At this point the only reason I am hanging on to the cards is to see how this will all pan out and to see what Chase is going to do for me once they finally admit that the fraud occurred inside Chase. I’m thinking a three-year subscription to a credit card alert service for starters. Just starters.
So, the moral of this long-winded story is simple: It’s possible to be the largest bank in the United States and be ill-equipped to deal with credit card fraud to a shocking degree. Despite however many millions Chase must spend on protecting its credit card holder, it’s clear that they don’t train their people well, they don’t have strong, bullet proof security processes, their investigation processes are pitiful, and they’re overall default mode is to blame the victim and ignore the obvious.
But most important is how vulnerable Chase is to relatively clever gang of credit card thieves working inside Chase and its logistics partner, UPS. This is the Wikileaks effect in the consumer credit world: you can build the best security system in the world, and yet a single individual with inside access can circumvent it with little effort.

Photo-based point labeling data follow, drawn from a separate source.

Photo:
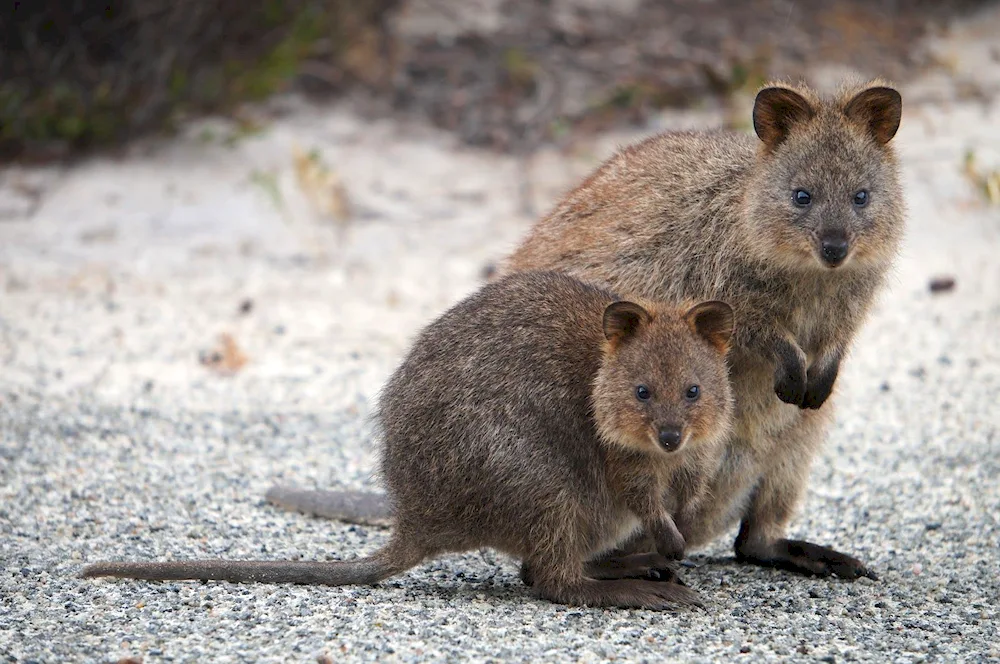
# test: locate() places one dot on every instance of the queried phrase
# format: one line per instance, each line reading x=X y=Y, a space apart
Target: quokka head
x=825 y=192
x=663 y=381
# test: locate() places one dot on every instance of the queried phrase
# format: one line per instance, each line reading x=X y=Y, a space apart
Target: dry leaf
x=226 y=358
x=321 y=185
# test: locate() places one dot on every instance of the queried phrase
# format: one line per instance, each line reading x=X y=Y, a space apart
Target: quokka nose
x=670 y=438
x=834 y=250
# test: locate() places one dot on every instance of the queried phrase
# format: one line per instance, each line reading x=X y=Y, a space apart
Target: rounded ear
x=622 y=320
x=776 y=111
x=713 y=321
x=879 y=110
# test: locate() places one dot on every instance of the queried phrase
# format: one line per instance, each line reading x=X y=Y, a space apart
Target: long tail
x=383 y=564
x=370 y=509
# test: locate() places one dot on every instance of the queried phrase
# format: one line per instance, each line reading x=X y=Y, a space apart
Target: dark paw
x=791 y=388
x=662 y=575
x=819 y=385
x=808 y=558
x=789 y=374
x=526 y=576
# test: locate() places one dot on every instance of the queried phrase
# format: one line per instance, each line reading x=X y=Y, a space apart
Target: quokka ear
x=713 y=321
x=776 y=111
x=622 y=320
x=878 y=110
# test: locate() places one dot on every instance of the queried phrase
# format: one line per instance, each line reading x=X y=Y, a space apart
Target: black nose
x=670 y=438
x=834 y=250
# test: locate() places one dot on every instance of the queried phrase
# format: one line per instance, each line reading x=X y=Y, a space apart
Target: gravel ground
x=117 y=275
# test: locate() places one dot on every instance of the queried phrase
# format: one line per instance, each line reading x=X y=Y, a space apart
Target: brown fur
x=710 y=215
x=514 y=423
x=702 y=215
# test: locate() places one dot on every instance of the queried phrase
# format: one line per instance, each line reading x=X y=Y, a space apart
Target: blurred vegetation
x=76 y=73
x=507 y=74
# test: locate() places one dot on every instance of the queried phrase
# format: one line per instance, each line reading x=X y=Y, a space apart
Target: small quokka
x=797 y=228
x=545 y=418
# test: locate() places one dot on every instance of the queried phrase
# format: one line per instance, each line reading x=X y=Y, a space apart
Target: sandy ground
x=117 y=277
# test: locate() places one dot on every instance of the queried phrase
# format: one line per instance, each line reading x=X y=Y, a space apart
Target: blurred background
x=283 y=192
x=499 y=73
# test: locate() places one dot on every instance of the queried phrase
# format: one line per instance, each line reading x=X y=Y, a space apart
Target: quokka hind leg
x=647 y=566
x=555 y=585
x=395 y=558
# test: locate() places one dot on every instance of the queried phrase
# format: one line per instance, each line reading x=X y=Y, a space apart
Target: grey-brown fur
x=514 y=423
x=710 y=215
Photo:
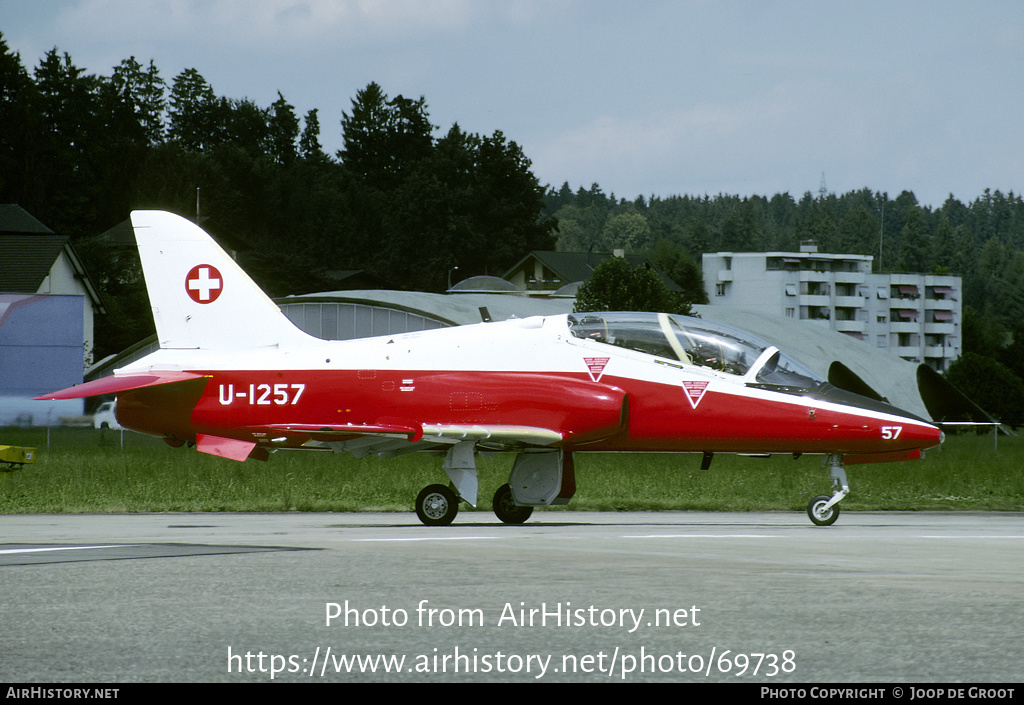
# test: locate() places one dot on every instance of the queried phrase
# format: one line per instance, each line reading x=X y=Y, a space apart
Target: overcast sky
x=642 y=97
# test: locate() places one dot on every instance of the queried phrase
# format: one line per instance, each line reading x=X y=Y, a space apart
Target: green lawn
x=86 y=470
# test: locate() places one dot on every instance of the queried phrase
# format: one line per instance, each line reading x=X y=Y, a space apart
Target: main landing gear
x=823 y=509
x=436 y=505
x=540 y=479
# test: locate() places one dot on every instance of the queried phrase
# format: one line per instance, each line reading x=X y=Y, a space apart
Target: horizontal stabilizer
x=111 y=385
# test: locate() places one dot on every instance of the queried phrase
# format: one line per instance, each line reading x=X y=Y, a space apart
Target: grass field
x=86 y=470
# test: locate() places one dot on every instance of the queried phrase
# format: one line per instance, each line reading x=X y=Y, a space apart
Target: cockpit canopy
x=697 y=342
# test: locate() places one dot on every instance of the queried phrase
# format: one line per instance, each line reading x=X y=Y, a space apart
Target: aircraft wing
x=110 y=385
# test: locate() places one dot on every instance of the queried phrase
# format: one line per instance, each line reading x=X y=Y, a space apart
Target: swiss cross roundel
x=204 y=284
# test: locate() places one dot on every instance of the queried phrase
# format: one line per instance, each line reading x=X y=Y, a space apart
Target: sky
x=643 y=97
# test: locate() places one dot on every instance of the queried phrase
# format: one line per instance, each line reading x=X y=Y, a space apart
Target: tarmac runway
x=568 y=596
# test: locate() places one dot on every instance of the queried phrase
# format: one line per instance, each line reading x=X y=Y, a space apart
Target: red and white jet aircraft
x=238 y=379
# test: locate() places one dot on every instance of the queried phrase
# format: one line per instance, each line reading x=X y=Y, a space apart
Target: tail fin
x=201 y=298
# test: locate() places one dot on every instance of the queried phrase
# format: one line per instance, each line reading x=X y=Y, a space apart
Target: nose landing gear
x=822 y=509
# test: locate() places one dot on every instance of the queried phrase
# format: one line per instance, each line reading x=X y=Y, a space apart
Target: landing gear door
x=543 y=479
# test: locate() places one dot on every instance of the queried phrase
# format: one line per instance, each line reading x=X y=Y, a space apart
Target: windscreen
x=693 y=341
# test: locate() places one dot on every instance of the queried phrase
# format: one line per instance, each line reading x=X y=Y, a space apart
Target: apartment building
x=914 y=316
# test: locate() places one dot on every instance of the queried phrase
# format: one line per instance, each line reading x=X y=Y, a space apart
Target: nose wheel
x=823 y=509
x=436 y=505
x=820 y=512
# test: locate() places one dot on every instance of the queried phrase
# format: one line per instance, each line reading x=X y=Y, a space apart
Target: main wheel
x=820 y=515
x=436 y=505
x=506 y=508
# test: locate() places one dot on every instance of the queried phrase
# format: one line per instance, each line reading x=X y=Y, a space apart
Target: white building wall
x=914 y=316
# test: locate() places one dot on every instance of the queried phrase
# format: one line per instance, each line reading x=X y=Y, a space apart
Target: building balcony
x=851 y=326
x=850 y=278
x=904 y=327
x=940 y=328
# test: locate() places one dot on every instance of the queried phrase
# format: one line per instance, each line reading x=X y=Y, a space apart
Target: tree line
x=81 y=151
x=408 y=203
x=981 y=241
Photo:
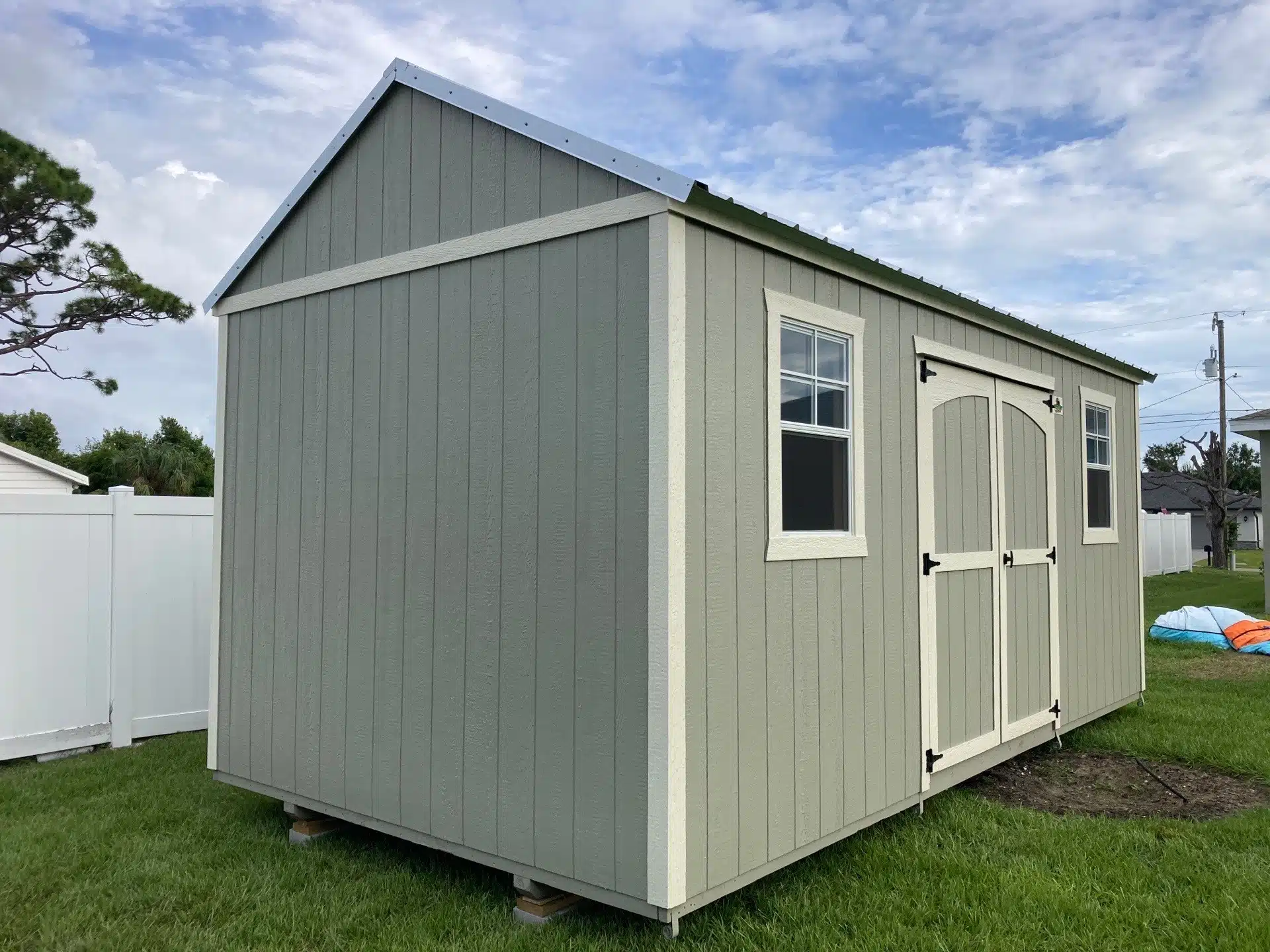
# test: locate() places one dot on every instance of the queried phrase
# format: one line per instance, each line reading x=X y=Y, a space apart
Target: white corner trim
x=214 y=668
x=41 y=463
x=526 y=233
x=1099 y=537
x=947 y=353
x=667 y=687
x=783 y=546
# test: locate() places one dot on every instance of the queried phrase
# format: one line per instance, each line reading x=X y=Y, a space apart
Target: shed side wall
x=803 y=677
x=435 y=568
x=419 y=172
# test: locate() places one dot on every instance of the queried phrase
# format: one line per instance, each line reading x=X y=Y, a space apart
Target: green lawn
x=138 y=850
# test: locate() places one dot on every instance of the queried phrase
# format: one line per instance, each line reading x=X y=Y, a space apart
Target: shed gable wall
x=415 y=173
x=803 y=688
x=435 y=557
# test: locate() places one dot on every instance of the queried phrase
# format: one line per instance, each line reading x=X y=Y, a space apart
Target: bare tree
x=1214 y=498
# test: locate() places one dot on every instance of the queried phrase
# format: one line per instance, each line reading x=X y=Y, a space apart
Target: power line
x=1174 y=397
x=1164 y=320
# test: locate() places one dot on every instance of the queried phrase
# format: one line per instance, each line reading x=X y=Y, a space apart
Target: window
x=816 y=496
x=1099 y=416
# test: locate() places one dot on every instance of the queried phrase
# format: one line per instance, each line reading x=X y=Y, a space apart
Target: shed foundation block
x=305 y=832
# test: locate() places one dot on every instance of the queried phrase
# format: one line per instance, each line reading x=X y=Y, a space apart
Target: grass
x=138 y=850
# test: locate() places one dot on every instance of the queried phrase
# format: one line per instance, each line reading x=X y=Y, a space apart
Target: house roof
x=653 y=177
x=41 y=463
x=1176 y=493
x=1251 y=424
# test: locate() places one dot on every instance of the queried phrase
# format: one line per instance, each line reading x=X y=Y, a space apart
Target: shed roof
x=653 y=177
x=1253 y=423
x=41 y=463
x=1176 y=493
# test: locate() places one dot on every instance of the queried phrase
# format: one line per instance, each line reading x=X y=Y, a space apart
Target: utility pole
x=1220 y=327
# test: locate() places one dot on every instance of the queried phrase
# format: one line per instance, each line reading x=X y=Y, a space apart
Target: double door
x=990 y=563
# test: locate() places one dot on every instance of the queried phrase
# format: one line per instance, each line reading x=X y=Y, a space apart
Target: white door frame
x=949 y=382
x=1029 y=401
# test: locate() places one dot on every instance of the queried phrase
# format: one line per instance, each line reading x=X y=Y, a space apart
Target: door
x=960 y=583
x=988 y=573
x=1029 y=578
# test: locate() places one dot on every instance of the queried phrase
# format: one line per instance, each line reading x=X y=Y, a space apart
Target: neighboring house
x=591 y=526
x=24 y=473
x=1175 y=493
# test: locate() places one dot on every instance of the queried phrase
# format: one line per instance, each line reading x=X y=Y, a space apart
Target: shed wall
x=18 y=476
x=419 y=172
x=435 y=567
x=803 y=692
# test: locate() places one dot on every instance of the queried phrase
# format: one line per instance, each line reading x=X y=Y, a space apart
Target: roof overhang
x=671 y=184
x=41 y=463
x=1251 y=424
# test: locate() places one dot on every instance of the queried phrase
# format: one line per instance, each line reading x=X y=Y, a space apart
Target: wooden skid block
x=535 y=912
x=305 y=832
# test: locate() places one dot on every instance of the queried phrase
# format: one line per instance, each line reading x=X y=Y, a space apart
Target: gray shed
x=595 y=527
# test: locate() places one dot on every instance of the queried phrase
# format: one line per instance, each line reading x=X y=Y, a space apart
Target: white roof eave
x=588 y=150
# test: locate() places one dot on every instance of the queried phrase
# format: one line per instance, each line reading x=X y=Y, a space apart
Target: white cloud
x=1079 y=161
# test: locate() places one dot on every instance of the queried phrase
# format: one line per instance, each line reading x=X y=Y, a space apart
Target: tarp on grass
x=1213 y=625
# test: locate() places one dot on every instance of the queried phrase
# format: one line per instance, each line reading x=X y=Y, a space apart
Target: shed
x=599 y=528
x=1176 y=493
x=26 y=473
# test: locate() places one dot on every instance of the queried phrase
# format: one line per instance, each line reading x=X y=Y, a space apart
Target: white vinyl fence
x=1165 y=543
x=105 y=619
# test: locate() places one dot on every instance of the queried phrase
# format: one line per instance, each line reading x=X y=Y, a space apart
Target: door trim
x=1009 y=393
x=925 y=347
x=952 y=561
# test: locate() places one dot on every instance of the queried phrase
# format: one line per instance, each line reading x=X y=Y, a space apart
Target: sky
x=1085 y=164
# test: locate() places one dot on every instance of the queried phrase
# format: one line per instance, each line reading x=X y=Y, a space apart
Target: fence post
x=121 y=611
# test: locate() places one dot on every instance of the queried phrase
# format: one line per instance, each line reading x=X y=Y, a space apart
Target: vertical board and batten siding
x=435 y=568
x=419 y=172
x=803 y=696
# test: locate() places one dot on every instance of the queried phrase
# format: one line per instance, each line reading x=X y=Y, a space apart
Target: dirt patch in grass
x=1117 y=786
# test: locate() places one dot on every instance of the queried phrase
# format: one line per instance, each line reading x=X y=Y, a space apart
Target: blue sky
x=1085 y=164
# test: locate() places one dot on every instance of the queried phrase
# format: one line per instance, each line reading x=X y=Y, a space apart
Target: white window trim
x=1097 y=537
x=785 y=546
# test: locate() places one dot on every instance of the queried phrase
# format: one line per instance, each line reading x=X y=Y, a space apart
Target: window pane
x=1100 y=498
x=795 y=400
x=796 y=350
x=813 y=483
x=831 y=358
x=831 y=407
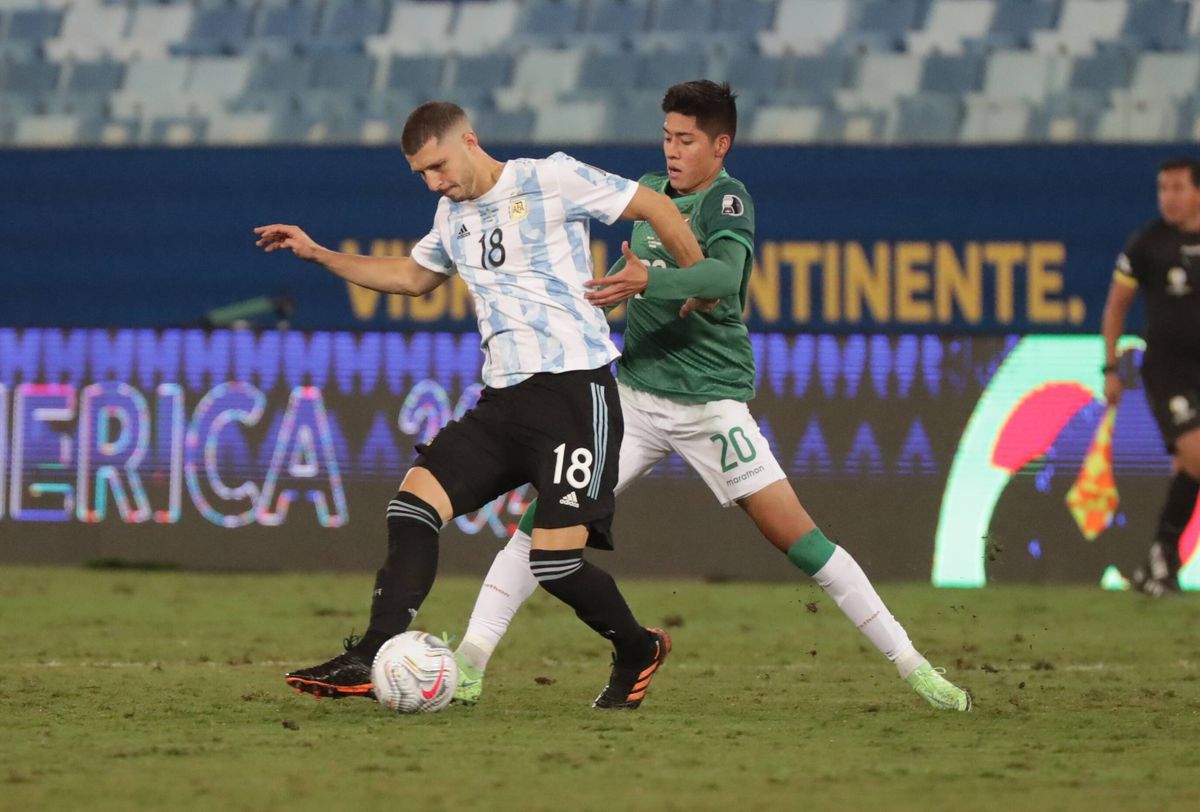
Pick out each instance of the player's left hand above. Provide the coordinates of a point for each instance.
(624, 284)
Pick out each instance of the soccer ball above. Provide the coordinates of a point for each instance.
(414, 673)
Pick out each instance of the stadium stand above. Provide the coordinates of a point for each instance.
(113, 72)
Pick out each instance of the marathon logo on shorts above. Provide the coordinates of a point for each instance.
(745, 476)
(1181, 410)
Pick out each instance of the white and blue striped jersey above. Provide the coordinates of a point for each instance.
(525, 251)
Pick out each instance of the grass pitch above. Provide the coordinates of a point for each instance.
(156, 690)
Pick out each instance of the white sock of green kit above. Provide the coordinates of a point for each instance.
(845, 582)
(508, 584)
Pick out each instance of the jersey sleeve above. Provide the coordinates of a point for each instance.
(1131, 265)
(727, 211)
(589, 192)
(430, 253)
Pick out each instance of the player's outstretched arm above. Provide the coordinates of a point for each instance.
(1116, 308)
(667, 223)
(712, 278)
(399, 275)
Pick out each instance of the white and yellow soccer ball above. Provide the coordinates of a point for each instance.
(414, 673)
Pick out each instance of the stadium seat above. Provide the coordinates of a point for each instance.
(1069, 116)
(483, 25)
(24, 30)
(280, 76)
(154, 88)
(1104, 71)
(815, 79)
(991, 120)
(1156, 25)
(1080, 25)
(754, 74)
(102, 77)
(89, 31)
(949, 24)
(952, 73)
(501, 127)
(636, 118)
(28, 78)
(346, 72)
(420, 74)
(925, 119)
(616, 17)
(283, 28)
(1173, 76)
(881, 24)
(47, 131)
(345, 24)
(852, 126)
(151, 30)
(571, 122)
(219, 76)
(657, 72)
(601, 72)
(785, 125)
(882, 78)
(475, 78)
(1024, 74)
(1015, 22)
(742, 20)
(1131, 119)
(174, 131)
(239, 128)
(219, 30)
(414, 28)
(540, 77)
(551, 23)
(805, 26)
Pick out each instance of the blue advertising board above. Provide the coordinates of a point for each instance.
(977, 240)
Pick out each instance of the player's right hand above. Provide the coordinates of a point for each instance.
(701, 305)
(275, 236)
(1113, 389)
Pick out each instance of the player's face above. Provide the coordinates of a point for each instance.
(694, 158)
(1179, 200)
(445, 167)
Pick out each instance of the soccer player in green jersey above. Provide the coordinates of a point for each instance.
(684, 379)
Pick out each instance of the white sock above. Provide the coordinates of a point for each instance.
(845, 582)
(505, 588)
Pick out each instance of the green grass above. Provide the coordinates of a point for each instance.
(162, 690)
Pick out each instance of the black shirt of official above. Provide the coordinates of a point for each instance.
(1165, 264)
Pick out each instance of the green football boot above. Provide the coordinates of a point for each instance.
(471, 683)
(936, 690)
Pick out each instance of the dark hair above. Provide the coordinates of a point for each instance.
(712, 104)
(1183, 162)
(430, 120)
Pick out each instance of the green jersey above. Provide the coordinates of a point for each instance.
(705, 356)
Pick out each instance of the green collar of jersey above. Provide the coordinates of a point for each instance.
(684, 198)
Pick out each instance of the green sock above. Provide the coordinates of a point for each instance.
(811, 551)
(526, 523)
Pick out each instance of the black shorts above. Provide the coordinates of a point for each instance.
(559, 432)
(1173, 389)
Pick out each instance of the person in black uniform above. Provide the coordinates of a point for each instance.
(1163, 262)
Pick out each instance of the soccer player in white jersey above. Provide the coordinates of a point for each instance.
(684, 384)
(517, 234)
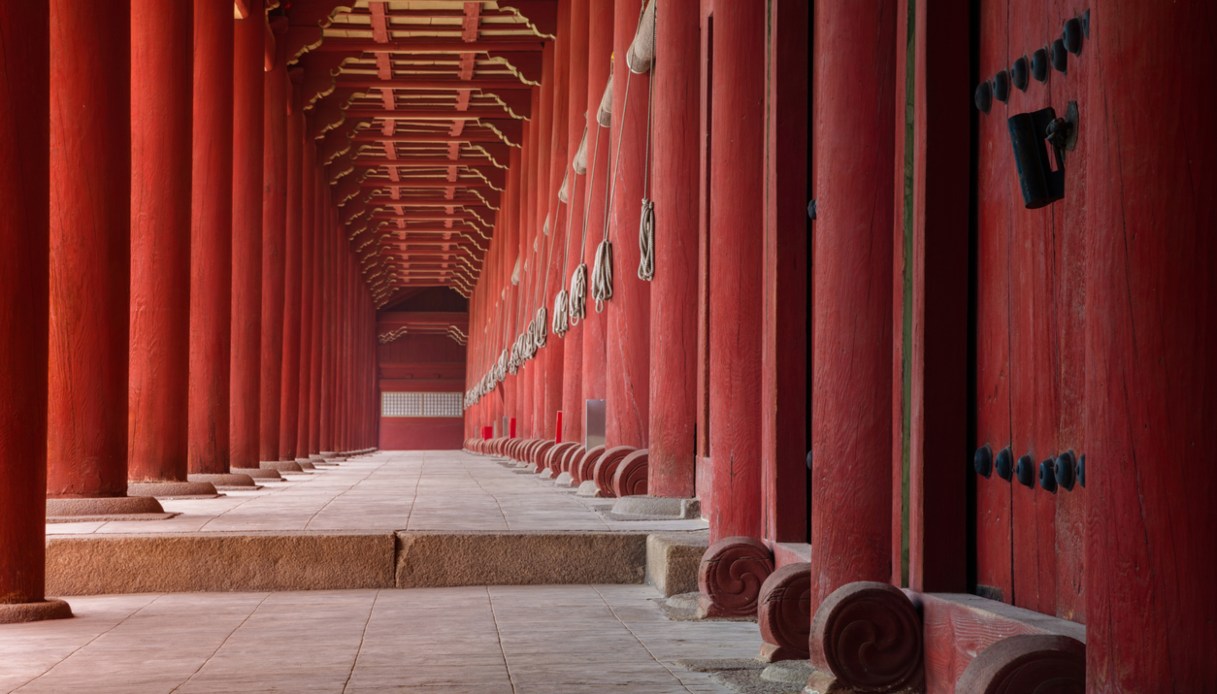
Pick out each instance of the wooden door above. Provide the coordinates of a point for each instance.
(1030, 317)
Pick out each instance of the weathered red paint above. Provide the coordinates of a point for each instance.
(673, 323)
(559, 161)
(1031, 273)
(1150, 381)
(247, 177)
(160, 300)
(90, 253)
(784, 334)
(274, 211)
(851, 421)
(594, 324)
(211, 240)
(24, 175)
(572, 216)
(628, 328)
(736, 208)
(298, 227)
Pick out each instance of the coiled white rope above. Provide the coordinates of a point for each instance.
(578, 296)
(601, 275)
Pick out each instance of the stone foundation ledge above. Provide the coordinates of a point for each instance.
(435, 559)
(185, 563)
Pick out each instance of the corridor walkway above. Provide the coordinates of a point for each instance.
(478, 638)
(561, 639)
(390, 491)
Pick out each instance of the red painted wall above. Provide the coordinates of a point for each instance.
(421, 363)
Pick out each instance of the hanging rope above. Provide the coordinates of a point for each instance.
(601, 273)
(646, 220)
(578, 296)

The trick is to not only be able to prevent such an occurrence – some of which can be done by better hiring practices, particularly during seasonal hiring rushes – but also to be able to consider the impossible – an inside job – and investigate it thoroughly and passionately. Chase has been mailing this investigation in from the get-go. They need to clean it up before they kill off whatever reputation they think they still deserve.